Maria Chiara Argirò disegna un ensemble dal modulo variabile per rispondere alle esigenze di una scrittura capace di far convivere e convergere influenze e stati d’animo differenti. I nove temi per dieci tracce complessive, se consideriamo l’introduzione a Dream R, rappresentano uno sguardo alle tante direzioni della musica di oggi, uno sguardo capace di andare dalle suggestioni cinematografiche di The man who sees the world alle derive post rock di Dream R e dell’eponima The fall dance, dalla libertà espressiva di Freely al passo incalzante e progressivo di Stanhope gardens. Una visione musicale animata soprattutto da una forte attenzione alla composizione e al suono dell’insieme, dall’intenzione di trovare un linguaggio che possa tenere insieme le influenze invocate di volta in volta. Nelle singole tracce, anche quando prevale un’ispirazione rispetto alle altre, la scrittura lascia sempre aperte strade alternative, una possibile via di fuga realizzata attraverso la sintesi di elementi diversi.


Per ottenere questo risultato, la pianista lavora molto sulle possibilità di una formazione in grado di rilanciare e interpretare le diverse anime presenti nella sua musica.
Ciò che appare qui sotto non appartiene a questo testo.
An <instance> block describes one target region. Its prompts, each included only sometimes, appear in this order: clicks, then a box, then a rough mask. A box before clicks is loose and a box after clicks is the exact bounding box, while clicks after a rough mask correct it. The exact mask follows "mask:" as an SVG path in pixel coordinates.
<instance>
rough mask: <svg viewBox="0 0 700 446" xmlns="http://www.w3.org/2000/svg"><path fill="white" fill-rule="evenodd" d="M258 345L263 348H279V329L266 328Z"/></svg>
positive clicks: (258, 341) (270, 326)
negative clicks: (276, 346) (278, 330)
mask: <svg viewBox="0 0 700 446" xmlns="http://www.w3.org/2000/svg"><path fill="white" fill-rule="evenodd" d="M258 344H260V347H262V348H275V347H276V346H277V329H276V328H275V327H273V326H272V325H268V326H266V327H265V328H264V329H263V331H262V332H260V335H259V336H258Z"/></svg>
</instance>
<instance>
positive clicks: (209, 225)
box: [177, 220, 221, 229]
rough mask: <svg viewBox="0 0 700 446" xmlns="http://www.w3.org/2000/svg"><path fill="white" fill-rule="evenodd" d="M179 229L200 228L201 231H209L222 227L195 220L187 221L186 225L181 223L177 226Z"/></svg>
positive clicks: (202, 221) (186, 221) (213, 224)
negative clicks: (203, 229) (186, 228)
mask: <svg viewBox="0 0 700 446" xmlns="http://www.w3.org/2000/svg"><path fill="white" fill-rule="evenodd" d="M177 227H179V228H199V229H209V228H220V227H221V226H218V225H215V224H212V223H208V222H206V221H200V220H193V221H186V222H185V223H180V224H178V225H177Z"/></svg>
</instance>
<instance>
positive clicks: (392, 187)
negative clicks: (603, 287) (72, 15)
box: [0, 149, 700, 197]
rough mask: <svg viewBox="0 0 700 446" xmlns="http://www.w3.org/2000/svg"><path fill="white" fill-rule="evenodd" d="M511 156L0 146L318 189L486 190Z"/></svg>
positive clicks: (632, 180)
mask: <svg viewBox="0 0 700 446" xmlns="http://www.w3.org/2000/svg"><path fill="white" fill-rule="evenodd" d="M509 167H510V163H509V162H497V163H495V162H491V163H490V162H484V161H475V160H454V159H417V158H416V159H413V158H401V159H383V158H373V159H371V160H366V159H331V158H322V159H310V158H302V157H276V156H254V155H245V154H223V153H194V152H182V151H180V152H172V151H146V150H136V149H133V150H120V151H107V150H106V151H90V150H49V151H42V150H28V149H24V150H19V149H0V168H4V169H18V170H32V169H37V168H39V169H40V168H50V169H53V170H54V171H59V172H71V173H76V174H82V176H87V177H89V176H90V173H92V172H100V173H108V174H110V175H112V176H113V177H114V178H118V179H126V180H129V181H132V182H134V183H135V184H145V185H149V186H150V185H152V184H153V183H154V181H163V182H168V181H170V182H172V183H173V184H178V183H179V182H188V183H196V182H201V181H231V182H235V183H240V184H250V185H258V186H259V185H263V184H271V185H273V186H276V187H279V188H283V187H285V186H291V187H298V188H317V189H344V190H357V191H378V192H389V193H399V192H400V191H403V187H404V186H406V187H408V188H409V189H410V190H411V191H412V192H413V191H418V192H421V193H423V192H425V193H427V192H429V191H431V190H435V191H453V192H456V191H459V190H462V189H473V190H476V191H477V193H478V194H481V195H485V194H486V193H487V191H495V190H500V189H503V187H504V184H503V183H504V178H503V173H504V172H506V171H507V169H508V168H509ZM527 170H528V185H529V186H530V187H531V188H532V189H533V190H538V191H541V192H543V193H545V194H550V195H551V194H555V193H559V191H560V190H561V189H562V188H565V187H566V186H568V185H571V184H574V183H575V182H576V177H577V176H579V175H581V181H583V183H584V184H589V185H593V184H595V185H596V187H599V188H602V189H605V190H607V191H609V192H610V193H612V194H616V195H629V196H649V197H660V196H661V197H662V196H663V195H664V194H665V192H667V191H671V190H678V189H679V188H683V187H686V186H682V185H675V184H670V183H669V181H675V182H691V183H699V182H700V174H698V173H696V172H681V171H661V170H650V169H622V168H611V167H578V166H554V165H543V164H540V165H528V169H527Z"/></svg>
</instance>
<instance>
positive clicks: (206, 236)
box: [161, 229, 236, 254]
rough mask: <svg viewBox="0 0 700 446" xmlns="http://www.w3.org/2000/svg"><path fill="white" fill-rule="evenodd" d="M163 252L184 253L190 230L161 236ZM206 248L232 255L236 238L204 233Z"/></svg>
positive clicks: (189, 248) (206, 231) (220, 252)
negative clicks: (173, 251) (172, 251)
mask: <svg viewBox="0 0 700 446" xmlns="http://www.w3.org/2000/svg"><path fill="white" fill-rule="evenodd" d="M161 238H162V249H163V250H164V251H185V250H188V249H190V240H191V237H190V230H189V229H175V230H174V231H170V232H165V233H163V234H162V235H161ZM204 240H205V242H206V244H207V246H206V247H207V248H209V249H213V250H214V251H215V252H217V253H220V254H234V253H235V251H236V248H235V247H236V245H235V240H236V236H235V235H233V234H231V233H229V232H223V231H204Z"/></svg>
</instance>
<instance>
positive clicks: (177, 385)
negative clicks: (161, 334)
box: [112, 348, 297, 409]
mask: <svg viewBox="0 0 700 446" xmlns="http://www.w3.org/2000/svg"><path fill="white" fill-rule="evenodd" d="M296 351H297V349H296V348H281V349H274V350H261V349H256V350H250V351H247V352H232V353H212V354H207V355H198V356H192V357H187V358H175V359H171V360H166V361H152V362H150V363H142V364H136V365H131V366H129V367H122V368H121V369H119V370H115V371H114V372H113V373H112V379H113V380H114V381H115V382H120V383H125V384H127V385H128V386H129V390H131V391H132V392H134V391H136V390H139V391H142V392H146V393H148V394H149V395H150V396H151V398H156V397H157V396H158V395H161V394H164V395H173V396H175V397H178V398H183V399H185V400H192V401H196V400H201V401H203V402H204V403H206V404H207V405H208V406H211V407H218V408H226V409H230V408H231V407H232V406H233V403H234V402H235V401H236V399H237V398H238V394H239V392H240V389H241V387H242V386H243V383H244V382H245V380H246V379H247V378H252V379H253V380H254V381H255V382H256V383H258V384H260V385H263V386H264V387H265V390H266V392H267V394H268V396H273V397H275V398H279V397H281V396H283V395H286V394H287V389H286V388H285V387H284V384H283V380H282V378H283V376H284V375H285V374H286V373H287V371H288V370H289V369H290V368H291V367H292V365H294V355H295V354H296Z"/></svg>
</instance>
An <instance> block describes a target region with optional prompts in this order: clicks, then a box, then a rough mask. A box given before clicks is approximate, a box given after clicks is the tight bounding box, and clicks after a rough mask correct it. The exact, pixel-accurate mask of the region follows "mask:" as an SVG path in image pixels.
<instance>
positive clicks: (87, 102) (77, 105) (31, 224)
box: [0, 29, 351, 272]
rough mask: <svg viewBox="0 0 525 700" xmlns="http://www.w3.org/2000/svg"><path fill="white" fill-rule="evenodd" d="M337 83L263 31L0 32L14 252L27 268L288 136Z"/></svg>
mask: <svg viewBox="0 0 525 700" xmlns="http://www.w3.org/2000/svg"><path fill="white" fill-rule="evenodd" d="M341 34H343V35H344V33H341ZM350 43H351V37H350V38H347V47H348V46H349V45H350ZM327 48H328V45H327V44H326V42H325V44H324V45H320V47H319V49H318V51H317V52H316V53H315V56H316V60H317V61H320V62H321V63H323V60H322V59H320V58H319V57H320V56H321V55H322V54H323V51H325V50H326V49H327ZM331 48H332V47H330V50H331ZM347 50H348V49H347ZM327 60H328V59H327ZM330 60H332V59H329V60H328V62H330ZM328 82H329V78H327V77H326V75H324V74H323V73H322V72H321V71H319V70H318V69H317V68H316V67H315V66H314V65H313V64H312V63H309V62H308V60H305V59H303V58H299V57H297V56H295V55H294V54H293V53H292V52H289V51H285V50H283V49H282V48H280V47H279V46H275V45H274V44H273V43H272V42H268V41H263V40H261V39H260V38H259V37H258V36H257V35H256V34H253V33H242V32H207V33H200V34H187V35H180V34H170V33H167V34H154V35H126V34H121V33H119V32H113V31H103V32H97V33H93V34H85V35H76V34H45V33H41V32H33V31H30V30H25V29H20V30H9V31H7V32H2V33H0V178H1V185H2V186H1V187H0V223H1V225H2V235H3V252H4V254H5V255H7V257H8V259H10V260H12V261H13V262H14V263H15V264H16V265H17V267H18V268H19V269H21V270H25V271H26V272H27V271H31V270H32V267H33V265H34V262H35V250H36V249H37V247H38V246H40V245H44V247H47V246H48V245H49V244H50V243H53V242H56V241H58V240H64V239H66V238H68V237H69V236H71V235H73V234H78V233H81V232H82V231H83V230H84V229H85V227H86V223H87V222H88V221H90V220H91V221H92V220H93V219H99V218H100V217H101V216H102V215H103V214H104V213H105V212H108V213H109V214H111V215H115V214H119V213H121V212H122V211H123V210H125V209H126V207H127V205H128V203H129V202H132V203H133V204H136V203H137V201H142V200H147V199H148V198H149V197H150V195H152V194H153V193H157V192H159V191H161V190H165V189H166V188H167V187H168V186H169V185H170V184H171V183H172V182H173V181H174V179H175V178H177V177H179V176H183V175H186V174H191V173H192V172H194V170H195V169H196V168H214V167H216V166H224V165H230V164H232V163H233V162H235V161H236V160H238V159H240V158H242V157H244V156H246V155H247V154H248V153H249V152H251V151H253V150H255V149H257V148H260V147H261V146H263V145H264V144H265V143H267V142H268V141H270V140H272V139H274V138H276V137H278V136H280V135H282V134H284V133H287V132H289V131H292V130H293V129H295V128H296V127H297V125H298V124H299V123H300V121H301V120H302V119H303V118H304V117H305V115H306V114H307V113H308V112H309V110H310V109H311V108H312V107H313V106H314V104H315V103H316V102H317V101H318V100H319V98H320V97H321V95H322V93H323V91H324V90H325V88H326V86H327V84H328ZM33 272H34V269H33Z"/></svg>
Il sestetto permette di creare cellule interne al gruppo in modo da esplorare le varie atmosfere tratteggiate: consente un gioco di dinamiche ampio e sempre controllato, “costringe” ad un ascolto reciproco costante e alla necessità di un arrangiamento all’interno della scrittura. Il risultato è un suono compatto e solido, costruito grazie al contributo di tutti i protagonisti. Suono utile a sostenere le linee del solista di turno e, in particolare, gli slanci esplosivi e trascinanti di Leïla Martial. In tutto il disco, però, il lavoro dei sei musicisti è quello di creare una tessitura consistente in grado di legare e rendere coerenti i vari riferimenti. Il sestetto manifesta con evidenza come alcune esperienze musicali siano del tutto storicizzate per il jazzista del terzo millennio: Radiohead, Nirvana o David Bowie, evocato nel titolo di The man who sees the world, diventano punto di partenza tanto quanto i grandi maestri della storia del jazz, i capisaldi del rock storico e la musica colta del novecento. La chiave è trovare il modo per attraversare i territori intermedi tra i generi e sfruttare questo bagaglio come fonte di ispirazione. Le composizioni di Maria Chiara Argirò sottolineano come sia impossibile escludere uno qualunque degli elementi citati sopra volendo trovare la propria strada in una musica che sia creativa o di improvvisazione: tanto per l’autore che per l’ascoltatore, è ineludibile non guardare ad una gamma tanto larga e sfaccettata di rimandi. La costruzione musicale di Maria Chiara Argirò e dei suoi compagni di avventura, se si vuole, non ha bisogno di stabilire le connessioni tra le sue diverse anime ma arriva alla sintesi senza troppi artifici, in maniera intima e connaturata.